Iran urges West to take action on anti-Islam film
Tehran: Iran's top leader urged the West today to show it respects Muslims by blocking a film that mocks the Prophet Muhammad and has touched off rage across the Islamic world.
State TV quoted Ayatollah Ali Khamenei as saying Western leaders must prove they are not "accomplices" in a "big crime."
Such an appeal falls into the major cultural divide over the film. US officials say they cannot limit free speech and Google Inc refuses to do a blanket ban on the YouTube video clip. This leaves individual countries putting up their own blocks.
Separately, Iran's Foreign Minister Ali Akbar Salehi said Iran will send a protest letter on the film to the UN Secretary-General Ban Ki-moon.

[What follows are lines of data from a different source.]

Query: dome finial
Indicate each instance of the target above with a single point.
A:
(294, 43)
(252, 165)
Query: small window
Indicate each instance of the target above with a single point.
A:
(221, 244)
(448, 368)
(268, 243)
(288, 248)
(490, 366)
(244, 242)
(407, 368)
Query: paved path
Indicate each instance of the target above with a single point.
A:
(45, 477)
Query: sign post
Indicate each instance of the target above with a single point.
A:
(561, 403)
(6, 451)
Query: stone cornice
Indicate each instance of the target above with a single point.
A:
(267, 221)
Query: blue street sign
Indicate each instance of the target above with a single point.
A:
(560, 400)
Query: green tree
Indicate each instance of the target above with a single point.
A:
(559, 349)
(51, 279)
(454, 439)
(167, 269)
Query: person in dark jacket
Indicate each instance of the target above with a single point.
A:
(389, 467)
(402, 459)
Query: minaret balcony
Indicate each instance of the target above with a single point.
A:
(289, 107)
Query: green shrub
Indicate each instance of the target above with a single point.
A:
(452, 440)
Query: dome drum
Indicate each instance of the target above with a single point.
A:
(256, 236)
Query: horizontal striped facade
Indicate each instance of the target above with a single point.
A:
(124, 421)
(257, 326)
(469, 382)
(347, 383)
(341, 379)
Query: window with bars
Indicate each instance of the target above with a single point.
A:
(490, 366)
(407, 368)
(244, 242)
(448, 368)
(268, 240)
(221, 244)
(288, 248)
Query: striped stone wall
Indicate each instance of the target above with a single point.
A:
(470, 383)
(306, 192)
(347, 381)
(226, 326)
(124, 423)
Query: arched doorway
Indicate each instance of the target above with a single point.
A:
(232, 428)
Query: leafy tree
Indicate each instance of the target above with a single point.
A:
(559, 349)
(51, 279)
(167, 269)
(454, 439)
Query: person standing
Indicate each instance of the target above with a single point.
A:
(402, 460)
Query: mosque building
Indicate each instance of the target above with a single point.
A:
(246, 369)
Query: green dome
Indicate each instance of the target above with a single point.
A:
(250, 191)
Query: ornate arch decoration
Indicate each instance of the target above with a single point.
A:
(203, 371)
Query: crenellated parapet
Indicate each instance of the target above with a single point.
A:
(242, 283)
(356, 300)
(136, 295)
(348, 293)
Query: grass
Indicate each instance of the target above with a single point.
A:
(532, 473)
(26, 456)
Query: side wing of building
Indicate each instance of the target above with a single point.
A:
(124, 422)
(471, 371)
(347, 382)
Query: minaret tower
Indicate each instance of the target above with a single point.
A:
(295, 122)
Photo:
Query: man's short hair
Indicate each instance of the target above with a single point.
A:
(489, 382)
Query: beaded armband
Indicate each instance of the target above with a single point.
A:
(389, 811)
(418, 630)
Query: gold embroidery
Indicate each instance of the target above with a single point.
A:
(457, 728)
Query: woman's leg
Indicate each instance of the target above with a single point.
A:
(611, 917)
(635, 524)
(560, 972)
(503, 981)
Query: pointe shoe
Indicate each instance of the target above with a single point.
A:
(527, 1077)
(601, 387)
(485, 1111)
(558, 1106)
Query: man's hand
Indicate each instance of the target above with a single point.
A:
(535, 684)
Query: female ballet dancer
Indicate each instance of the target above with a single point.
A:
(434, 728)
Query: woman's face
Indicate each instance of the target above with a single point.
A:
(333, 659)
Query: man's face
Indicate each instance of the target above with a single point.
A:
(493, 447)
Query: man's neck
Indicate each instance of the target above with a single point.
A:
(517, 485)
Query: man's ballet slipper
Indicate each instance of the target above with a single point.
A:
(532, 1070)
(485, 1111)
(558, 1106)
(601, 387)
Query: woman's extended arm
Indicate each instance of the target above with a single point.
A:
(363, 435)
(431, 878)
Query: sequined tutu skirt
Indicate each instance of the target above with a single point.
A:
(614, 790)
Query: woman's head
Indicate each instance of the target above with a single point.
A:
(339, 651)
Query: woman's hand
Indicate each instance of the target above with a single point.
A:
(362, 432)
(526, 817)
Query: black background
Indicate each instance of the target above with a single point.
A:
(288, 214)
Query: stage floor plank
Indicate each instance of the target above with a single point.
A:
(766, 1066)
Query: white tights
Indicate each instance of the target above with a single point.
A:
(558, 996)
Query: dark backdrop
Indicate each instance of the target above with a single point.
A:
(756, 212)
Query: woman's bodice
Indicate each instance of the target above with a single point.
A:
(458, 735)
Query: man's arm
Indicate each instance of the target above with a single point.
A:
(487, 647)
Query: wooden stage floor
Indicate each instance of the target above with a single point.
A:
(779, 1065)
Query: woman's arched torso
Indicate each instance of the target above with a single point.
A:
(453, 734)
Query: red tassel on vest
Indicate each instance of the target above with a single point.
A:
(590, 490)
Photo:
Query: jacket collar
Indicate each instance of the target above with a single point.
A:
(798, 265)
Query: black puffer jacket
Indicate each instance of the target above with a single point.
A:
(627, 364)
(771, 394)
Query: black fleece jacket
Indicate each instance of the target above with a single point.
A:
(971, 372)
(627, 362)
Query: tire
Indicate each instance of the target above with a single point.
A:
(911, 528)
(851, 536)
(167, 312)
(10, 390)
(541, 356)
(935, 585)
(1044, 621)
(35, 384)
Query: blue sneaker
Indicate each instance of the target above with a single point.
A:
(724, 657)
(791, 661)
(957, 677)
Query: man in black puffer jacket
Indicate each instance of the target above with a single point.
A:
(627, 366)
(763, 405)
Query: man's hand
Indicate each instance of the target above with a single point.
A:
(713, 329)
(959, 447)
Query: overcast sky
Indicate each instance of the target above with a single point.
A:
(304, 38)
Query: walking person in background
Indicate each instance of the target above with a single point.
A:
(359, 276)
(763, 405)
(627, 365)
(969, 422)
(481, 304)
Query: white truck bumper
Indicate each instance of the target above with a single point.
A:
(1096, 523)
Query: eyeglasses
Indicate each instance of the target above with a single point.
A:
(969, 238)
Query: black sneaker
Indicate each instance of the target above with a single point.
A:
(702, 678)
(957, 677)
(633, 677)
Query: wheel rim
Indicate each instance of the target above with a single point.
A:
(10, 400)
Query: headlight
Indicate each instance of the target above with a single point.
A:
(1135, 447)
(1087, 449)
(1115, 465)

Iranians have staged several demonstrations against the film, but none have been violent. Crowds gathered last week in front of the Swiss Embassy, which looks after American diplomatic interests in Iran.
A semi-official religious foundation also increased a reward it had offered for the killing of British author Salman Rushdie to USD 3.3 million from USD 2.8 million over his book
"The Satanic Verses," which was considered blasphemous by Iranian leaders.
A 1989 fatwa, or religious edict, was issued against Rushdie by Iran's late leader Ayatollah Ruhollah Khomeini, but Iranian authorities have since distanced themselves from the order.